A lo anterior se agrega lo que está sucediendo en la apacible ciudad de Limache, por ejemplo, donde un monstruo inmobiliario está a punto de destruir una de las avenidas de mayor riqueza arquitectónica e histórica para levantar 80 departamentos, varios locales comerciales y centenares de estacionamientos en el bello barrio patrimonial de San Francisco. Un proyecto que, como el anterior, también promete y alucina con su oferta de “mano de obra” y progreso para los habitantes de la zona. Un caramelo siempre muy apetecido por los municipios y la indolencia de los políticos de todo nivel.

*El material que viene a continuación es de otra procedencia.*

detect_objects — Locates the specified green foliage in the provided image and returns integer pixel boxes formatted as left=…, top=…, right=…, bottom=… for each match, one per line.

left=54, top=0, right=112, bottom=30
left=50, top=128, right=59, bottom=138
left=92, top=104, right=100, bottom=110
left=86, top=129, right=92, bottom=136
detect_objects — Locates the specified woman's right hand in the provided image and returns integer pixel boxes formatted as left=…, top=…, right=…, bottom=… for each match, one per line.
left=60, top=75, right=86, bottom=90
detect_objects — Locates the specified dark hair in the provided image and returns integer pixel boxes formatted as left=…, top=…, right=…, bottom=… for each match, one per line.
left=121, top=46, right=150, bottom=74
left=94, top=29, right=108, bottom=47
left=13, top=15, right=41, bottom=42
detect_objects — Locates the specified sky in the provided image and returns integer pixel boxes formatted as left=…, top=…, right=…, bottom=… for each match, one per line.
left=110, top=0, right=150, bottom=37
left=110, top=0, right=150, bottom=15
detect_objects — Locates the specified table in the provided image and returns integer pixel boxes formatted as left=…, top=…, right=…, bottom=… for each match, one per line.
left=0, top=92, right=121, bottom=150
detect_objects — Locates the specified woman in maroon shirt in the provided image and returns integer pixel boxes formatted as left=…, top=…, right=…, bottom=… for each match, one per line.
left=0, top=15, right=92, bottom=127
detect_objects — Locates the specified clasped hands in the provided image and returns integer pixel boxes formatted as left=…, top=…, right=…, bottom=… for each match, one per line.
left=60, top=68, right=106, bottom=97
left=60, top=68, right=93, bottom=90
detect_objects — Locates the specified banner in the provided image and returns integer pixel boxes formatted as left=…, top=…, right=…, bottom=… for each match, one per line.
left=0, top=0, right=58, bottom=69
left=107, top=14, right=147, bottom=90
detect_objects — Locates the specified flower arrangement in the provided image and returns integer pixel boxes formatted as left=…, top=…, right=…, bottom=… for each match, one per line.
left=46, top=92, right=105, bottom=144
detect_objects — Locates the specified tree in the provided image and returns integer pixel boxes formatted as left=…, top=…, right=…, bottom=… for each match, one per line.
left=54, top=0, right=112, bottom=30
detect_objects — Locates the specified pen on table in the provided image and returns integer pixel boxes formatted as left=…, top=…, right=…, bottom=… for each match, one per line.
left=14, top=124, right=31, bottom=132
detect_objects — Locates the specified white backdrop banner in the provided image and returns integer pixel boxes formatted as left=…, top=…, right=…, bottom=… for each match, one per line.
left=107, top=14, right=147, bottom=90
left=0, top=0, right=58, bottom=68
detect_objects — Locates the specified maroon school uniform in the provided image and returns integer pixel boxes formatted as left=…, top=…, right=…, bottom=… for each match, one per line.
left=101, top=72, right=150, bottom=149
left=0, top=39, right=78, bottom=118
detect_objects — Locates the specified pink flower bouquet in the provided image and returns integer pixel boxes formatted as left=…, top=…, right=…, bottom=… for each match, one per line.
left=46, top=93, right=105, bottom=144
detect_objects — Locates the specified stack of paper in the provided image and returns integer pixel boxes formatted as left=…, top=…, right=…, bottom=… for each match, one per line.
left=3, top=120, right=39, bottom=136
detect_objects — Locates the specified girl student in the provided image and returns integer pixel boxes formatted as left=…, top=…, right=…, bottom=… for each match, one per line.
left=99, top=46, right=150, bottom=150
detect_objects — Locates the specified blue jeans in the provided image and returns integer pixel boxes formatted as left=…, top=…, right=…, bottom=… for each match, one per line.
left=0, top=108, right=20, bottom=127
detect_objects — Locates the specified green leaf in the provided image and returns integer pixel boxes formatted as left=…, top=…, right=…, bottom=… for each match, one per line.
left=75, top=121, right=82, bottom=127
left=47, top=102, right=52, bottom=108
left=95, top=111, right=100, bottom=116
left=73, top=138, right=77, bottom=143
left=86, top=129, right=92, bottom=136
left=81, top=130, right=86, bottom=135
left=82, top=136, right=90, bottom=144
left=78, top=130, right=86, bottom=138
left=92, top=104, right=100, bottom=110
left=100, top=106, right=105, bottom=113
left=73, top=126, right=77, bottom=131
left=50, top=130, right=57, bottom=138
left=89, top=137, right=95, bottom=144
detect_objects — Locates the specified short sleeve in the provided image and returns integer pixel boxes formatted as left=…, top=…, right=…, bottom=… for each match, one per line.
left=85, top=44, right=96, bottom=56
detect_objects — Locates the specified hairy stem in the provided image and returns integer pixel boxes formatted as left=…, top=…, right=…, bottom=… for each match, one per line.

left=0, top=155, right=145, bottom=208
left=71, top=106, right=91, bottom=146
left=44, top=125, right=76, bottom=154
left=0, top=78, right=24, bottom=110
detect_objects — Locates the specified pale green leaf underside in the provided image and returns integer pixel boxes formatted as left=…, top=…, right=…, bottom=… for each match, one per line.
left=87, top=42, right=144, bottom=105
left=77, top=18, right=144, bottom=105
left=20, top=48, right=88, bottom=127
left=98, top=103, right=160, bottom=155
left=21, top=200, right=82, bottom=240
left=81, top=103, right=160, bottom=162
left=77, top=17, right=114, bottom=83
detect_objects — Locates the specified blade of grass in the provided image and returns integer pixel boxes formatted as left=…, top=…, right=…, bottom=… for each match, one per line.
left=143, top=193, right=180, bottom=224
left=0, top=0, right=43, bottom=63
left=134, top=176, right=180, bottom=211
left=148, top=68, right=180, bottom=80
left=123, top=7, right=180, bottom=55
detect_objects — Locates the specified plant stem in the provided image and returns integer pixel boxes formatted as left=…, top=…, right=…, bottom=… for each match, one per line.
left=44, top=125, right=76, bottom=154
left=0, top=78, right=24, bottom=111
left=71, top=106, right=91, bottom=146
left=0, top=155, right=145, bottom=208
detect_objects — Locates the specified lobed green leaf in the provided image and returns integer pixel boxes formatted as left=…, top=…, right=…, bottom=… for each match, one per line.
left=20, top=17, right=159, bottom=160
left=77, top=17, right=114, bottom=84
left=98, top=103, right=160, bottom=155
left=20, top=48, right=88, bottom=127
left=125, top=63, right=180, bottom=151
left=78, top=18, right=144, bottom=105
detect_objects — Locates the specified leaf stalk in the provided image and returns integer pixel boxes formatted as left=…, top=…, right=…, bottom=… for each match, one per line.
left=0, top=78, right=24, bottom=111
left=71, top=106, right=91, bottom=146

Muchos confían esperanzados en que serán el propio Gobierno y la Corte Suprema los que se opongan finalmente a la consecución de estos despropósitos, como aquel que nos anuncia la reapertura de una central termoeléctrica que ya había sido apagada. Sin embargo, se sabe que la corrupción está plenamente entronizada en todos los poderes del Estado, así como en las patronales empresariales, por lo que se teme que las demandas medioambientalistas vuelvan a ser desestimadas. Especialmente cuando vienen tantas elecciones en que partidos y candidatos procuran frenéticamente hacer “caja” por cualquier medio a fin de solventar sus campañas, ya que siempre estiman insuficiente, en comparación al tamaño de sus ambiciones, los recursos que les entrega el Servicio Electoral.

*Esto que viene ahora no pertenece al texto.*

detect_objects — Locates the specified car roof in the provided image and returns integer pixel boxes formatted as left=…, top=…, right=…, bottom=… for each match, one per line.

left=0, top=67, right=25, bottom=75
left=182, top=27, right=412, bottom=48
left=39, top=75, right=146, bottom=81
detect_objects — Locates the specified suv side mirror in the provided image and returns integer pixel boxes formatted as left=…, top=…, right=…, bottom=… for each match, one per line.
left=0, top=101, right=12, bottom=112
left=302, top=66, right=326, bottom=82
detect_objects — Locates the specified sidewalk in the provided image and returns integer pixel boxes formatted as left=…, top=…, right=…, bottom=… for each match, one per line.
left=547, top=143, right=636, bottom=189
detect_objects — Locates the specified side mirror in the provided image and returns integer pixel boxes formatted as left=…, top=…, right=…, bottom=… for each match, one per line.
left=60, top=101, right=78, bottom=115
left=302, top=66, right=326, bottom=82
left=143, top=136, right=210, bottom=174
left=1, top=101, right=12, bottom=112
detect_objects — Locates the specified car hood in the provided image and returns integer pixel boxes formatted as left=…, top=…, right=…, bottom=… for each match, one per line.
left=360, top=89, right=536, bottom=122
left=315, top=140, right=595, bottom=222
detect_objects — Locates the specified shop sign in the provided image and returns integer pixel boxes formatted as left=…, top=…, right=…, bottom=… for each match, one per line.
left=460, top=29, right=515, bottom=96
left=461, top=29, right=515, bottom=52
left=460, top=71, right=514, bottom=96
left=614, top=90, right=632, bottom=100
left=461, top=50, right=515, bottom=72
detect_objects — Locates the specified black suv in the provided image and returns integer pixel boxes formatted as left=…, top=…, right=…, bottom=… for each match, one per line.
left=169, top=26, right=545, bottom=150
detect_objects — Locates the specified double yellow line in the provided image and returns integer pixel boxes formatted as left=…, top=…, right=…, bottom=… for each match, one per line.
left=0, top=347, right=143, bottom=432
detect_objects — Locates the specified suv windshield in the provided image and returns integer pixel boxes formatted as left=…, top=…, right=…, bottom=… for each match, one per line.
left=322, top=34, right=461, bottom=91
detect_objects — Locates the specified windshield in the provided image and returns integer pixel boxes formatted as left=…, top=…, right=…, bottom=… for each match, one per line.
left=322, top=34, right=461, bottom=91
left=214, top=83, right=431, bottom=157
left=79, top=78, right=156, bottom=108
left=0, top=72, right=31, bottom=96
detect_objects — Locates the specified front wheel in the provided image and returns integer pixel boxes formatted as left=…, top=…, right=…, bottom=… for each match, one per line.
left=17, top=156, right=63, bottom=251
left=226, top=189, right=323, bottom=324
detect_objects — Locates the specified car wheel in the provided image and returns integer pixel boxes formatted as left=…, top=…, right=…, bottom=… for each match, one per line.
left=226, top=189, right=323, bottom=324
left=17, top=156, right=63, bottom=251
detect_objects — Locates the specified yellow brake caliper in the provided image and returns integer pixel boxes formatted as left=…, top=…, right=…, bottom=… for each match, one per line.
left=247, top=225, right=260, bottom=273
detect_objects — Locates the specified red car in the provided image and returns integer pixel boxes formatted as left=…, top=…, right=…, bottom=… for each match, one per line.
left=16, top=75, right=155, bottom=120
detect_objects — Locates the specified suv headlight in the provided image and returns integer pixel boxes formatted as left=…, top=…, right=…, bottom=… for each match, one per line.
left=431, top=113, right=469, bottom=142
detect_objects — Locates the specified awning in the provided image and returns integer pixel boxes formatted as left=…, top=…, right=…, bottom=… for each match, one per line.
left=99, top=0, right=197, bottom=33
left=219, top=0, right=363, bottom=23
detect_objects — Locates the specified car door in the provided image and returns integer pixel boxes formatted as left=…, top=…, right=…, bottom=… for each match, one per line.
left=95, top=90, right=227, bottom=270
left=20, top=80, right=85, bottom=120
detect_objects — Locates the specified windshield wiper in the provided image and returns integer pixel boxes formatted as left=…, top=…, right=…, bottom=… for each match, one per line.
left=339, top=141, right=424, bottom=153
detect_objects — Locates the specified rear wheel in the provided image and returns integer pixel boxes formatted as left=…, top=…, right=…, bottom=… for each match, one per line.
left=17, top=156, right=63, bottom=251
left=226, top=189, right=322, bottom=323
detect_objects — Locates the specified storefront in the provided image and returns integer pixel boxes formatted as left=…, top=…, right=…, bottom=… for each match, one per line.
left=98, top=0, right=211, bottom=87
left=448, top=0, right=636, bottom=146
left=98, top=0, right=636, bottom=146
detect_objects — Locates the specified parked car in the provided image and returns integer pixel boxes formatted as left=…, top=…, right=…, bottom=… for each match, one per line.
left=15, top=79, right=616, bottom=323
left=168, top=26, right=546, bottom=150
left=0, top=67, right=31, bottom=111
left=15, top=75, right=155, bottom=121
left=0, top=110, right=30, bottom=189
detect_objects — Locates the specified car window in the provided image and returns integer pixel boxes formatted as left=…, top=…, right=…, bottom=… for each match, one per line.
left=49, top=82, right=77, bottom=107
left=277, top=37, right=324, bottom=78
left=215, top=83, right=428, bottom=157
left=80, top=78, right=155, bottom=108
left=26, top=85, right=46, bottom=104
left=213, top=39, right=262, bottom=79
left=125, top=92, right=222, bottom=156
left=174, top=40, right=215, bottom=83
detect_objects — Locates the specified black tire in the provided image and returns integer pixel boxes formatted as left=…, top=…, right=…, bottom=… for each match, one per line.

Con ley o sin ella, son los pueblos los llamados a frenar los disparates que penden de un hilo la suerte del Planeta, exigiendo la inversión pública y privada en el desarrollo de las energías sustentables, además de oponerse a todo “emprendimiento” que dañe los equilibrios medioambientales, como a exigir el reemplazo del plástico especialmente en los envases de alimentos, entre tantas otras tareas que la ciencia y la tecnología nos sugieren para salvar la vida. La experiencia mundial y nacional nos demuestran que los estados pueden hacer mucho, pero muy poco comparado con lo que pueden lograr los pueblos conscientes organizados y movilizados. La urgencia es tan imperiosa que hasta la fuerza se hace ahora propicia y legítima para ponerle fin al ecocidio.
Sabemos que la iniciativa privada, al igual que la estatal, no podrían realizar proyectos repudiados y cercados por los habitantes de cada pueblo, región o país. De esta manera, nada debiera hacernos cómplices del descalabro ambiental que se expresa con especial crudeza en países como en nuestro y que paradojalmente cuentan con los mejores recursos del planeta para reemplazar el petróleo y el carbón por energía eólica, solar, la fuerza de las mareas, la geotermia y otros recursos limpios y renovables. Alternativas que pueden llegar a ser muy rentables, por lo demás, en su producción y distribución.
La urgencia avala la radicalidad que necesariamente deberemos ejercer en la defensa del medio ambiente y la vida si es que no basta con la ley. Más todavía cuando llegamos tan tarde a las soluciones, si consideramos que la advertencia científica ya se hizo notar en diagnósticos tan severos como en los de aquel coloquio mundial del Club de París, realizado en 1972. Oportunidad en que los más calificados expertos le auguraron al mundo una vida decente por solo dos o tres décadas más, de prevalecer en la economía la estrategia del desarrollo capitalista y el consumismo desenfrenados.